Apesar de alguma decepção manifestada relativamente ao conteúdo dos discursos – à excepção das palavras da senegalesa Simone, que recolheu uma grande dose de aplausos e entusiasmo da audiência -, as participantes mostraram-se satisfeitas com a acção. “Sentimos uma honra por ser um homem africano a chamar toda a comunidade”, afirmou Esperança Aragão, uma das responsáveis pela mobilização das mulheres africanas para este evento, acrescentando que o líder líbio “distingue-se dos outros pela abertura que mostrou em querer saber das mulheres e das crianças”. A organizadora lamentou apenas que Kadhafi não tenha falado de “uma linha de crédito para as mulheres africanas na diáspora”. “O exemplo de Kadhafi devia servir para os outros presidentes”, disse.
Os mesmos direitos, mas não deveres
“Da minha análise à realidade do mundo, as mulheres no mundo inteiro estão a ser reprimidas, os seus direitos não estão a ser atingidos”, afirmou Kadhafi, acrescentando que apesar de esta ser uma situação mais visível no mundo islâmico, também ocorre na Europa, onde “a igualdade é só superficial”, pois também aí são principalmente as mulheres quem assume a responsabilidade de cuidar da casa e dos filhos.
Kadhafi defende que “deve existir uma igualdade nos direitos, mas não nos deveres”, pois as mulheres não devem ser obrigadas a realizar tarefas que “não se adequam a elas” – ao contrário do que acontece nos países africanos, onde são obrigadas a exercer as funções de homem e mulher, principalmente quando os homens as abandonam com as crianças. “Não se pode esperar que uma mulher grávida guie um comboio, nem se espera que um homem engravide ou amamente”, justificou.
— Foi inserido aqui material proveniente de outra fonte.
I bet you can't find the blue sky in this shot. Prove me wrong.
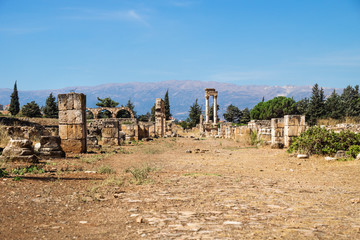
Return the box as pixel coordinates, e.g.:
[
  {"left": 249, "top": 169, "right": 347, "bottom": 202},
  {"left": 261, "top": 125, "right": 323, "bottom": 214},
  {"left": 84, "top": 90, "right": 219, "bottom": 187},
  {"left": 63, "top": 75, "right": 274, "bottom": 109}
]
[{"left": 0, "top": 0, "right": 360, "bottom": 90}]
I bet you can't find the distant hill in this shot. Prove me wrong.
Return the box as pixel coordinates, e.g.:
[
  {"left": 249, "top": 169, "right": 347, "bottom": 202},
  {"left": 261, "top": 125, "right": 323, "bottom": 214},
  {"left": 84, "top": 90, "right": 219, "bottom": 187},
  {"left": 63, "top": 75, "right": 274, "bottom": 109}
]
[{"left": 0, "top": 80, "right": 341, "bottom": 119}]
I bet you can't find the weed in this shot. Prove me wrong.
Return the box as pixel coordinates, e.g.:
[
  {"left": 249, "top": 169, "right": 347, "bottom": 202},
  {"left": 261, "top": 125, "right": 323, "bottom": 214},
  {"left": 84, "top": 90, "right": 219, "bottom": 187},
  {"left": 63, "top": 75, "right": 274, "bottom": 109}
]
[
  {"left": 125, "top": 166, "right": 156, "bottom": 185},
  {"left": 0, "top": 168, "right": 9, "bottom": 177},
  {"left": 98, "top": 165, "right": 115, "bottom": 174},
  {"left": 11, "top": 165, "right": 45, "bottom": 175},
  {"left": 13, "top": 176, "right": 22, "bottom": 181},
  {"left": 346, "top": 145, "right": 360, "bottom": 158}
]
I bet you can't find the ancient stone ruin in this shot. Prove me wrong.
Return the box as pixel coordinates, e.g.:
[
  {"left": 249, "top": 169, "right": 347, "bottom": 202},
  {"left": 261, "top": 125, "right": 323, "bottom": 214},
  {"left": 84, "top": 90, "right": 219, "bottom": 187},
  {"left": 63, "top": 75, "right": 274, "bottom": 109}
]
[
  {"left": 38, "top": 136, "right": 65, "bottom": 158},
  {"left": 2, "top": 139, "right": 38, "bottom": 163},
  {"left": 205, "top": 88, "right": 218, "bottom": 124},
  {"left": 58, "top": 92, "right": 86, "bottom": 153},
  {"left": 155, "top": 98, "right": 166, "bottom": 137}
]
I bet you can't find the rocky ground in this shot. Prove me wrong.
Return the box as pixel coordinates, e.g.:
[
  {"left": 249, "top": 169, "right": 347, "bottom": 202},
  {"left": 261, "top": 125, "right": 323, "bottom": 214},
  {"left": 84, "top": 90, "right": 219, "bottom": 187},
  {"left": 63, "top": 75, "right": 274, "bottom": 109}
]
[{"left": 0, "top": 138, "right": 360, "bottom": 239}]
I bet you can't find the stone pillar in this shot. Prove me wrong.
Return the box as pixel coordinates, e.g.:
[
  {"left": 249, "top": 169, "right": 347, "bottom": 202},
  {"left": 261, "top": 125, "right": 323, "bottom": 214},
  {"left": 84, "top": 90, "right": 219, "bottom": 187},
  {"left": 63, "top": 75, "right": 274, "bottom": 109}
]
[
  {"left": 205, "top": 96, "right": 209, "bottom": 124},
  {"left": 284, "top": 115, "right": 306, "bottom": 147},
  {"left": 200, "top": 114, "right": 204, "bottom": 133},
  {"left": 102, "top": 121, "right": 119, "bottom": 146},
  {"left": 155, "top": 98, "right": 166, "bottom": 137},
  {"left": 214, "top": 95, "right": 217, "bottom": 124},
  {"left": 58, "top": 93, "right": 86, "bottom": 153}
]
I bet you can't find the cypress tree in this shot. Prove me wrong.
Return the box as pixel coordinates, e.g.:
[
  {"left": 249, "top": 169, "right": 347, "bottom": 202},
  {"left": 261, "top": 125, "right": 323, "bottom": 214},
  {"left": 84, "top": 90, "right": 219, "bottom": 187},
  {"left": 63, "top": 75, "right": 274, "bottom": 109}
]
[
  {"left": 9, "top": 81, "right": 20, "bottom": 116},
  {"left": 164, "top": 89, "right": 172, "bottom": 120},
  {"left": 44, "top": 93, "right": 59, "bottom": 118}
]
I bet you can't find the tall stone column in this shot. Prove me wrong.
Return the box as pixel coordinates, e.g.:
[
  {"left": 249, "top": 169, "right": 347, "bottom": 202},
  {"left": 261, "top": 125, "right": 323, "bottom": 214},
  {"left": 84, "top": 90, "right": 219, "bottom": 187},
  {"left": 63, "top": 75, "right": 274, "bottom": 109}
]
[
  {"left": 58, "top": 93, "right": 86, "bottom": 153},
  {"left": 214, "top": 95, "right": 217, "bottom": 124},
  {"left": 205, "top": 96, "right": 209, "bottom": 123}
]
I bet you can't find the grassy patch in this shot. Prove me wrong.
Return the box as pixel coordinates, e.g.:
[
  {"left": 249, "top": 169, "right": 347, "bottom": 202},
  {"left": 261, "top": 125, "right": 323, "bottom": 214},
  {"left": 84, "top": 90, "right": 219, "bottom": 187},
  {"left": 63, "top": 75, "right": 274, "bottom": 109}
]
[
  {"left": 125, "top": 166, "right": 157, "bottom": 185},
  {"left": 98, "top": 165, "right": 115, "bottom": 174}
]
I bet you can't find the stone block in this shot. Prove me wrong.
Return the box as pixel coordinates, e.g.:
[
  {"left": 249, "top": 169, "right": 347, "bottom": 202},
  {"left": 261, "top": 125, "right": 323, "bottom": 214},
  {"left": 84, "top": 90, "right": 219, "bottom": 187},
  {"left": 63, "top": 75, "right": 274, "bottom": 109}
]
[
  {"left": 285, "top": 126, "right": 299, "bottom": 137},
  {"left": 61, "top": 139, "right": 86, "bottom": 153},
  {"left": 73, "top": 93, "right": 86, "bottom": 111},
  {"left": 67, "top": 124, "right": 86, "bottom": 139},
  {"left": 102, "top": 128, "right": 119, "bottom": 138},
  {"left": 58, "top": 94, "right": 67, "bottom": 111},
  {"left": 66, "top": 110, "right": 86, "bottom": 124}
]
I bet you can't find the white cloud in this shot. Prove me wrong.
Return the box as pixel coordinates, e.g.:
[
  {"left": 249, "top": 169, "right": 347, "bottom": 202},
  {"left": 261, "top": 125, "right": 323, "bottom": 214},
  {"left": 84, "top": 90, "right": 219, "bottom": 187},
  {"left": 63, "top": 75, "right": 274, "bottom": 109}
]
[{"left": 62, "top": 8, "right": 150, "bottom": 26}]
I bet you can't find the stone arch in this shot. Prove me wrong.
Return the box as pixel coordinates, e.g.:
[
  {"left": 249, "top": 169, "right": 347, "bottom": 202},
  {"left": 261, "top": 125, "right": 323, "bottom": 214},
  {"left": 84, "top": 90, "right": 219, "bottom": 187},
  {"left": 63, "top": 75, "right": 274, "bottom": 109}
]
[{"left": 86, "top": 107, "right": 135, "bottom": 119}]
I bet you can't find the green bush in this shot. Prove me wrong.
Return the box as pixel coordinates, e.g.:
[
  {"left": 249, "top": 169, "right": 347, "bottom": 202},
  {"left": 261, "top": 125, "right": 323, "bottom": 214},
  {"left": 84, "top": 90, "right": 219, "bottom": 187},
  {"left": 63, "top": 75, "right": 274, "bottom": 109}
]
[
  {"left": 288, "top": 126, "right": 360, "bottom": 155},
  {"left": 346, "top": 145, "right": 360, "bottom": 158}
]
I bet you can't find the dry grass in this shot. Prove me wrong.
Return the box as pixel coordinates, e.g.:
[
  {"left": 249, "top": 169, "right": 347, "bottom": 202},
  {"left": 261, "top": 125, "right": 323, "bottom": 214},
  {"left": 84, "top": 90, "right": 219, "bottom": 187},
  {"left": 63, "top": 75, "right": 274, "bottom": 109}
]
[{"left": 317, "top": 117, "right": 360, "bottom": 126}]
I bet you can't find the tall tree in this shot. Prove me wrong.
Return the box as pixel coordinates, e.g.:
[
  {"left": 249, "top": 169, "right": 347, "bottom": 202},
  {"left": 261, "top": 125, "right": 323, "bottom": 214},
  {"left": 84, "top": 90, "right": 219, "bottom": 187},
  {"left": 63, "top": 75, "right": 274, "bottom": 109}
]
[
  {"left": 209, "top": 104, "right": 220, "bottom": 122},
  {"left": 341, "top": 85, "right": 360, "bottom": 117},
  {"left": 43, "top": 93, "right": 59, "bottom": 118},
  {"left": 224, "top": 104, "right": 242, "bottom": 123},
  {"left": 308, "top": 83, "right": 325, "bottom": 125},
  {"left": 164, "top": 89, "right": 172, "bottom": 120},
  {"left": 188, "top": 99, "right": 201, "bottom": 128},
  {"left": 250, "top": 96, "right": 297, "bottom": 120},
  {"left": 21, "top": 101, "right": 41, "bottom": 117},
  {"left": 96, "top": 97, "right": 119, "bottom": 118},
  {"left": 9, "top": 81, "right": 20, "bottom": 116},
  {"left": 325, "top": 89, "right": 343, "bottom": 119},
  {"left": 119, "top": 98, "right": 137, "bottom": 118},
  {"left": 240, "top": 108, "right": 250, "bottom": 124},
  {"left": 96, "top": 97, "right": 119, "bottom": 107}
]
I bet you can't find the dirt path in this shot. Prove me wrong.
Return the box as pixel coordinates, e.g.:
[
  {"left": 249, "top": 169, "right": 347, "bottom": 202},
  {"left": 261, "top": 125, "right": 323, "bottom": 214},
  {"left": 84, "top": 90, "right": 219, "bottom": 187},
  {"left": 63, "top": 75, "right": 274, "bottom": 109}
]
[{"left": 0, "top": 138, "right": 360, "bottom": 239}]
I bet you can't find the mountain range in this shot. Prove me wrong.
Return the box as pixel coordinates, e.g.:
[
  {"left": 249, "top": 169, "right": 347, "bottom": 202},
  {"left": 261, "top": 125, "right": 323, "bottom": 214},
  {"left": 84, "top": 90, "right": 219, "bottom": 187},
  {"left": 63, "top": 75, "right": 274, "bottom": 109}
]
[{"left": 0, "top": 80, "right": 341, "bottom": 119}]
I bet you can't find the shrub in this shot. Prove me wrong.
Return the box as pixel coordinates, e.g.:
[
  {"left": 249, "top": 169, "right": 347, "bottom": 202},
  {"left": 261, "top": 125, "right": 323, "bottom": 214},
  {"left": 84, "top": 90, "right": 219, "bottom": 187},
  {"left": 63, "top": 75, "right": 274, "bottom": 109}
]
[
  {"left": 125, "top": 166, "right": 156, "bottom": 185},
  {"left": 346, "top": 145, "right": 360, "bottom": 158},
  {"left": 288, "top": 126, "right": 360, "bottom": 155}
]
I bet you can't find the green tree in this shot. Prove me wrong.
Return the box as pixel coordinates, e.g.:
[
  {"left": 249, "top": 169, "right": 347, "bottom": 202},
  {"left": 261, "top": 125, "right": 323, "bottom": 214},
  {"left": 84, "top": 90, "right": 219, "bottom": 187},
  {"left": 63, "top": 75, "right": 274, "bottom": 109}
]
[
  {"left": 118, "top": 98, "right": 137, "bottom": 118},
  {"left": 250, "top": 96, "right": 297, "bottom": 120},
  {"left": 164, "top": 89, "right": 172, "bottom": 120},
  {"left": 296, "top": 98, "right": 310, "bottom": 115},
  {"left": 96, "top": 97, "right": 119, "bottom": 118},
  {"left": 43, "top": 93, "right": 59, "bottom": 118},
  {"left": 340, "top": 85, "right": 360, "bottom": 117},
  {"left": 223, "top": 104, "right": 242, "bottom": 123},
  {"left": 21, "top": 101, "right": 41, "bottom": 117},
  {"left": 151, "top": 103, "right": 156, "bottom": 122},
  {"left": 96, "top": 97, "right": 119, "bottom": 107},
  {"left": 325, "top": 89, "right": 343, "bottom": 119},
  {"left": 188, "top": 99, "right": 201, "bottom": 128},
  {"left": 209, "top": 104, "right": 220, "bottom": 122},
  {"left": 240, "top": 108, "right": 250, "bottom": 124},
  {"left": 307, "top": 83, "right": 325, "bottom": 126},
  {"left": 9, "top": 81, "right": 20, "bottom": 116},
  {"left": 138, "top": 112, "right": 151, "bottom": 122}
]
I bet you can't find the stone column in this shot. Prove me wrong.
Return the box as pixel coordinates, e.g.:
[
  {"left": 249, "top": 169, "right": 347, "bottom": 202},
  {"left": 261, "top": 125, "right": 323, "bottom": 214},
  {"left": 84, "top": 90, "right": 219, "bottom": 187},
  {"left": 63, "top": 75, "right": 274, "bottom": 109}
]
[
  {"left": 155, "top": 98, "right": 166, "bottom": 137},
  {"left": 205, "top": 96, "right": 209, "bottom": 123},
  {"left": 58, "top": 93, "right": 86, "bottom": 153},
  {"left": 214, "top": 95, "right": 217, "bottom": 124}
]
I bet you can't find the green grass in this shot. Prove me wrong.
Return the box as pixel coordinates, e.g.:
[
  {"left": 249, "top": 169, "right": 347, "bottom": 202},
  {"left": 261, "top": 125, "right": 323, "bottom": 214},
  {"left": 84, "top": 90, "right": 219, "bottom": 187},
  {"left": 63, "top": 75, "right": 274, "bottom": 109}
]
[
  {"left": 125, "top": 166, "right": 157, "bottom": 185},
  {"left": 97, "top": 165, "right": 115, "bottom": 174}
]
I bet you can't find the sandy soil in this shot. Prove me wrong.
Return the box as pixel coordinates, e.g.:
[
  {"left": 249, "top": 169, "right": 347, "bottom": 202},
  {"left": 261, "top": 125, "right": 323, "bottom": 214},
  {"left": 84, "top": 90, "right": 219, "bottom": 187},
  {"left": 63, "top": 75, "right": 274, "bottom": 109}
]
[{"left": 0, "top": 138, "right": 360, "bottom": 239}]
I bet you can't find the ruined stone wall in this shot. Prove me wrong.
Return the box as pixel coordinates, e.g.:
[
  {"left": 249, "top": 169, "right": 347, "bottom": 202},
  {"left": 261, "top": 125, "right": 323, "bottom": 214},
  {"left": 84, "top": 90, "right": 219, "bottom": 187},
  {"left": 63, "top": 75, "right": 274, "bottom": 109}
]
[
  {"left": 58, "top": 93, "right": 86, "bottom": 153},
  {"left": 284, "top": 115, "right": 306, "bottom": 147},
  {"left": 102, "top": 120, "right": 120, "bottom": 146},
  {"left": 155, "top": 98, "right": 166, "bottom": 137}
]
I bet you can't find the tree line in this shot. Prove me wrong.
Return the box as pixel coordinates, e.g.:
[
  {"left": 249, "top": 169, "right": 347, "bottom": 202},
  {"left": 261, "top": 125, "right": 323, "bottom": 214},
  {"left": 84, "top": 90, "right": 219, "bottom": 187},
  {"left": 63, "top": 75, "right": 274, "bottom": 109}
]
[{"left": 9, "top": 82, "right": 172, "bottom": 121}]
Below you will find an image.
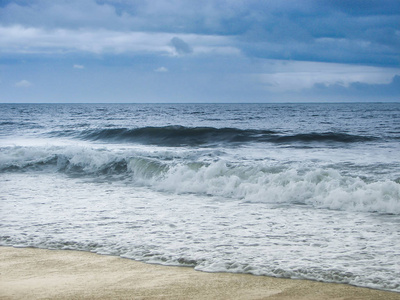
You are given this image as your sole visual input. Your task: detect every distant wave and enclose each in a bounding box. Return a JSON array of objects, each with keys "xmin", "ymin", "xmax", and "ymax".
[
  {"xmin": 0, "ymin": 146, "xmax": 400, "ymax": 214},
  {"xmin": 48, "ymin": 126, "xmax": 377, "ymax": 147}
]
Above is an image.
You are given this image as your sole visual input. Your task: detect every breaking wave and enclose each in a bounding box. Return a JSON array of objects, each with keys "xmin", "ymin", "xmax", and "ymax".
[
  {"xmin": 48, "ymin": 126, "xmax": 377, "ymax": 147},
  {"xmin": 0, "ymin": 147, "xmax": 400, "ymax": 214}
]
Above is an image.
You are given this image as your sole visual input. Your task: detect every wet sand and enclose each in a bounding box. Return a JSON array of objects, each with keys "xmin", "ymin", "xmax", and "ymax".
[{"xmin": 0, "ymin": 247, "xmax": 400, "ymax": 300}]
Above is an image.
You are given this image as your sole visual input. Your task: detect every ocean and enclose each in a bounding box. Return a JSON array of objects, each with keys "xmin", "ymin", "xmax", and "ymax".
[{"xmin": 0, "ymin": 103, "xmax": 400, "ymax": 292}]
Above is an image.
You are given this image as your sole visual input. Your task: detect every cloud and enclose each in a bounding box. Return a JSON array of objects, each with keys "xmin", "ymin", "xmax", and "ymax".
[
  {"xmin": 0, "ymin": 0, "xmax": 400, "ymax": 66},
  {"xmin": 256, "ymin": 61, "xmax": 400, "ymax": 92},
  {"xmin": 14, "ymin": 79, "xmax": 33, "ymax": 88},
  {"xmin": 154, "ymin": 67, "xmax": 168, "ymax": 73},
  {"xmin": 171, "ymin": 36, "xmax": 193, "ymax": 54},
  {"xmin": 0, "ymin": 25, "xmax": 239, "ymax": 55}
]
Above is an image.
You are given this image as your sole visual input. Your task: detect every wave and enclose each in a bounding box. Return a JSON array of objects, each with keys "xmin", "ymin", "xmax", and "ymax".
[
  {"xmin": 48, "ymin": 126, "xmax": 377, "ymax": 147},
  {"xmin": 0, "ymin": 147, "xmax": 400, "ymax": 214}
]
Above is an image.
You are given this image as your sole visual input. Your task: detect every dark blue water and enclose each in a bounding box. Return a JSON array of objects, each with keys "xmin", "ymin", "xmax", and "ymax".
[{"xmin": 0, "ymin": 103, "xmax": 400, "ymax": 291}]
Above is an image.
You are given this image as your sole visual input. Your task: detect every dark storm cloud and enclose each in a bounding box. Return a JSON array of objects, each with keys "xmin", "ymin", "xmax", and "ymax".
[{"xmin": 171, "ymin": 37, "xmax": 193, "ymax": 54}]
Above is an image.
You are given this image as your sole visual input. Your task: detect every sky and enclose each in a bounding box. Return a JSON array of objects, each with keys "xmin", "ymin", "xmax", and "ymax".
[{"xmin": 0, "ymin": 0, "xmax": 400, "ymax": 103}]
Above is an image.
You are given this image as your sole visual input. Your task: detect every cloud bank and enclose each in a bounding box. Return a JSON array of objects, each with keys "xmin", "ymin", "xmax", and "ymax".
[{"xmin": 0, "ymin": 0, "xmax": 400, "ymax": 102}]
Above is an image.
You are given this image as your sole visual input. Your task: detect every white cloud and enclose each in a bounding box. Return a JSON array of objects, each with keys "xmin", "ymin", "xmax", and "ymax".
[
  {"xmin": 154, "ymin": 67, "xmax": 168, "ymax": 73},
  {"xmin": 15, "ymin": 79, "xmax": 33, "ymax": 88},
  {"xmin": 0, "ymin": 25, "xmax": 239, "ymax": 56},
  {"xmin": 256, "ymin": 61, "xmax": 400, "ymax": 92}
]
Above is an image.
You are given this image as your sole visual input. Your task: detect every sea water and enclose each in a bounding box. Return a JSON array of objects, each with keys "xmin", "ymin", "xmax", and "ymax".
[{"xmin": 0, "ymin": 103, "xmax": 400, "ymax": 292}]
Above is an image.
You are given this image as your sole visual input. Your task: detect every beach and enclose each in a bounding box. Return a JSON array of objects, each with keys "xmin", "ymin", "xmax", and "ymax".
[{"xmin": 0, "ymin": 247, "xmax": 400, "ymax": 300}]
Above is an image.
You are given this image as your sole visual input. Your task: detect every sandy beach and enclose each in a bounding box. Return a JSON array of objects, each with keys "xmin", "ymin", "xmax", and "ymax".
[{"xmin": 0, "ymin": 247, "xmax": 400, "ymax": 300}]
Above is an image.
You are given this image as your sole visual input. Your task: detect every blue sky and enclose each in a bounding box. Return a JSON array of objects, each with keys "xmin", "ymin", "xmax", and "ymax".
[{"xmin": 0, "ymin": 0, "xmax": 400, "ymax": 102}]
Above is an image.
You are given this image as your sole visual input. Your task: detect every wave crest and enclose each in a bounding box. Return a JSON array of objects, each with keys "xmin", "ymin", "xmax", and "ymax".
[
  {"xmin": 52, "ymin": 126, "xmax": 376, "ymax": 147},
  {"xmin": 0, "ymin": 147, "xmax": 400, "ymax": 214}
]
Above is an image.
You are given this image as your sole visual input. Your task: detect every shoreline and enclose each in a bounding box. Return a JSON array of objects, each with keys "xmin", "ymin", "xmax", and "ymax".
[{"xmin": 0, "ymin": 247, "xmax": 400, "ymax": 300}]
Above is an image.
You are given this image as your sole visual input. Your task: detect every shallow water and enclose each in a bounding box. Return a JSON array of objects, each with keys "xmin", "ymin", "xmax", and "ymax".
[{"xmin": 0, "ymin": 104, "xmax": 400, "ymax": 291}]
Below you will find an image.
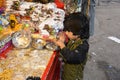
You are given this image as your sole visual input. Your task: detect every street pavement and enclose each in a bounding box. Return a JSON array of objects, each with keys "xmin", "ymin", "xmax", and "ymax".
[{"xmin": 84, "ymin": 0, "xmax": 120, "ymax": 80}]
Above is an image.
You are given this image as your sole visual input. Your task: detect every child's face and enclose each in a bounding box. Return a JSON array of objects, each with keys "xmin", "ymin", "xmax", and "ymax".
[{"xmin": 65, "ymin": 31, "xmax": 78, "ymax": 39}]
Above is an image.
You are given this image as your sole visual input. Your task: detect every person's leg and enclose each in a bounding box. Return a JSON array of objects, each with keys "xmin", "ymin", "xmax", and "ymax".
[{"xmin": 89, "ymin": 0, "xmax": 95, "ymax": 36}]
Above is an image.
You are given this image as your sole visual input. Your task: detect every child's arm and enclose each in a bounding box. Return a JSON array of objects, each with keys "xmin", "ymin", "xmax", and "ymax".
[{"xmin": 60, "ymin": 41, "xmax": 89, "ymax": 64}]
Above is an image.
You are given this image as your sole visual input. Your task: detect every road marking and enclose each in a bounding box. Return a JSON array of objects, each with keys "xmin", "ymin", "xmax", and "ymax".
[{"xmin": 108, "ymin": 36, "xmax": 120, "ymax": 43}]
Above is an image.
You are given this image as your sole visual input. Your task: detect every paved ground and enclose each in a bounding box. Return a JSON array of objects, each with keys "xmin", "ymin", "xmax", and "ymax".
[{"xmin": 84, "ymin": 0, "xmax": 120, "ymax": 80}]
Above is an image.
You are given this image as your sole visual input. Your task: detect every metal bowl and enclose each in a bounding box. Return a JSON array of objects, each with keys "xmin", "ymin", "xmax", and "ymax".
[
  {"xmin": 12, "ymin": 31, "xmax": 31, "ymax": 48},
  {"xmin": 46, "ymin": 42, "xmax": 58, "ymax": 51}
]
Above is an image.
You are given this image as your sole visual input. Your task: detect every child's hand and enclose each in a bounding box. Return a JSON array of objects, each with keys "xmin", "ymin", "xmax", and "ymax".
[{"xmin": 53, "ymin": 39, "xmax": 65, "ymax": 49}]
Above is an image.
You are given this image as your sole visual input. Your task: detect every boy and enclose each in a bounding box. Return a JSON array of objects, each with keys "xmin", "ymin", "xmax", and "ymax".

O líder da Líbia diz, no entanto, que as mulheres devem ter as portas abertas para seguir os caminhos tradicionalmente percorridos pelos os homens: “Não podemos obrigar as mulheres a conduzir comboios, mas também não as podemos proibir de os conduzir…”, afirmou o Kadhafi, defendendo a liberdade de escolha.
No final do discurso, Kadhafi manifestou a esperança de que a União Africana trabalhe numa legislação para que as mulheres e as crianças sejam respeitadas e os homens assumam a responsabilidade dos filhos que geram. O líder pediu ainda às mulheres europeias que se juntem às africanas para combater as desigualdades e injustiças que acontecem por todo o mundo.